Hello all . I run American flyer S gauge trains. Sometimes the knuckler coupler would come undone while the trains were running. Does anyone remember the trick you can do by cutting off a piece of styrofoam and inserting it somewhere in the coupler? Let me know. Thanks in advance , Bob


----------



## flyernut (Oct 31, 2010)

Welcome to the site, lot's of super people here with all sorts of knowledge.. As far as your posting goes, that's a new one on me.....


----------



## mopac (Feb 24, 2011)

I am not familiar with that tip or trick either. But just guessing, I would think a piece between the weight
and bottom of coupler would work. As long as the weight stays down coupler should stay closed.
Welcome to the forum.


----------



## Yaz7 (Feb 12, 2021)

Thanks guys . Keep 'em comin" !


----------



## AFGP9 (Apr 8, 2015)

Never heard of that fix either. The first thing that comes to mind is to keep the couplers oiled so the weight stays down. I have noticed the if that shaft holding the weight is a little corroded or sticks, the coupler will not fully engage and will open.

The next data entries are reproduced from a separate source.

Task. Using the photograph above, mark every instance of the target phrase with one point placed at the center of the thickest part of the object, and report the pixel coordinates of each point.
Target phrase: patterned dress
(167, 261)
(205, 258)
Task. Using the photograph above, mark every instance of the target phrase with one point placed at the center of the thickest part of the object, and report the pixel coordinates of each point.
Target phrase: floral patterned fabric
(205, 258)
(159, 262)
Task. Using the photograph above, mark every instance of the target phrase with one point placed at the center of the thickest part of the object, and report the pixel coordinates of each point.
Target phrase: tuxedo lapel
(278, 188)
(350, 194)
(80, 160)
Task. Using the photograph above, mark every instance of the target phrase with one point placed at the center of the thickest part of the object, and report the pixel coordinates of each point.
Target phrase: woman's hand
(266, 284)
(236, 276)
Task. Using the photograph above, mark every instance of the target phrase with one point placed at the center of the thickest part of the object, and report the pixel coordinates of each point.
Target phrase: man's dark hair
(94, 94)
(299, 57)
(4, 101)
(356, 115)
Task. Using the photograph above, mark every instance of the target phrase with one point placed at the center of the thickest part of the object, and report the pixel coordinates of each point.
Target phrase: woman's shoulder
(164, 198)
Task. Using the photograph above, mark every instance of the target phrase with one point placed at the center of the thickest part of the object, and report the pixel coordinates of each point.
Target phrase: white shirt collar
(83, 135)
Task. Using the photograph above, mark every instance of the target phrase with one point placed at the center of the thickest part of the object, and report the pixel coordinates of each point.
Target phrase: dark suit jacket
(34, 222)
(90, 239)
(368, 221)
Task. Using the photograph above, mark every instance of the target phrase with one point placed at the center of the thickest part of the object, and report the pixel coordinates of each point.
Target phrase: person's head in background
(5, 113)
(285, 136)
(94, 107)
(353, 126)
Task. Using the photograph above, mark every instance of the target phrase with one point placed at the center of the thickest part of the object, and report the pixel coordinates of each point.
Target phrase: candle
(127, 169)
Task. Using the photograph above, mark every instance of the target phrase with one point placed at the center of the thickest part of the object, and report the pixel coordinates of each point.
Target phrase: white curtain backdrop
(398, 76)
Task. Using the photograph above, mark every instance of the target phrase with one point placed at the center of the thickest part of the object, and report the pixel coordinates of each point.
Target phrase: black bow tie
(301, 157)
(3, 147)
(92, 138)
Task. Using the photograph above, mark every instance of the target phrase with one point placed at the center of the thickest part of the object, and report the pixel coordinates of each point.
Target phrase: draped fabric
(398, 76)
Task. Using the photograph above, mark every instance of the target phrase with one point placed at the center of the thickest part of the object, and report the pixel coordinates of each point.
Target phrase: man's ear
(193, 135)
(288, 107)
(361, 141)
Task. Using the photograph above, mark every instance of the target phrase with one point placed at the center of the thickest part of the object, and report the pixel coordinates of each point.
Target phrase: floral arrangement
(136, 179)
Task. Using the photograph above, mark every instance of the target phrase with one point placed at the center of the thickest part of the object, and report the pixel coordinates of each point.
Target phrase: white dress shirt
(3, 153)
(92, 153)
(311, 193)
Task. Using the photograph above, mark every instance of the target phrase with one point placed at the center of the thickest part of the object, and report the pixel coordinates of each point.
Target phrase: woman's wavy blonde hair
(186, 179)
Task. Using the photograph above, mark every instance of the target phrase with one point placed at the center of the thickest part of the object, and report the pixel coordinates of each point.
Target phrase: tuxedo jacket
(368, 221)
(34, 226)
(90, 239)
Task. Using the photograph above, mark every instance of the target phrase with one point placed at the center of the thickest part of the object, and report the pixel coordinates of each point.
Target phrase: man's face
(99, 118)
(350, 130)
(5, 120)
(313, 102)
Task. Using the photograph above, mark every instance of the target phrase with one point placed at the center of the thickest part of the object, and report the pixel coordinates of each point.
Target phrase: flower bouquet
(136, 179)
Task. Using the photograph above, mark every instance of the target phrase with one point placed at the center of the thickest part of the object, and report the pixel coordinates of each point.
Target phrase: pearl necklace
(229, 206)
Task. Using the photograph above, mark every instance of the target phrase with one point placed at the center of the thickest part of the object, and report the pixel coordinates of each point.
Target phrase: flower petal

I always lubricate all moving parts in the coupler meaning the spring area and the weight shaft. After applying oil on the shaft I move it up and down several times to make sure the shaft moves freely in the slot. 

Kenny


----------



## AmFlyer (Mar 16, 2012)

I would not put styrofoam on my coupler pins. Sooner or later bits of it or all of it will be laying in the track. If Kenny's lubrication tips do not solve it then a new coupler is needed.


----------



## Yaz7 (Feb 12, 2021)

AFGP9 said:


> Never heard of that fix either. The first thing that comes to mind is to keep the couplers oiled so the weight stays down. I have noticed the if that shaft holding the weight is a little corroded or sticks, the coupler will not fully engage and will open. I always lubricate all moving parts in the coupler meaning the spring area and the weight shaft. After applying oil on the shaft I move it up and down several times to make sure the shaft moves freely in the slot.
> 
> Kenny





mopac said:


> I am not familiar with that tip or trick either. But just guessing, I would think a piece between the weight
> and bottom of coupler would work. As long as the weight stays down coupler should stay closed.
> Welcome to the forum.


Thank you , all of you , for your ideas . I will try oiling the couplers and see how it goes . Now that I am rethinking everything in my head , some of my rolling stock is converted link couplers that my have to be adjusted. Also I have 2 re - railers on my layout that I will check as well. I have heard over the years that the plastic can warp between the rails and cause the some height differences that may cause the couplers to come undone. Still would like to hear more about the styrofoam fix. Thanks again, Bob


----------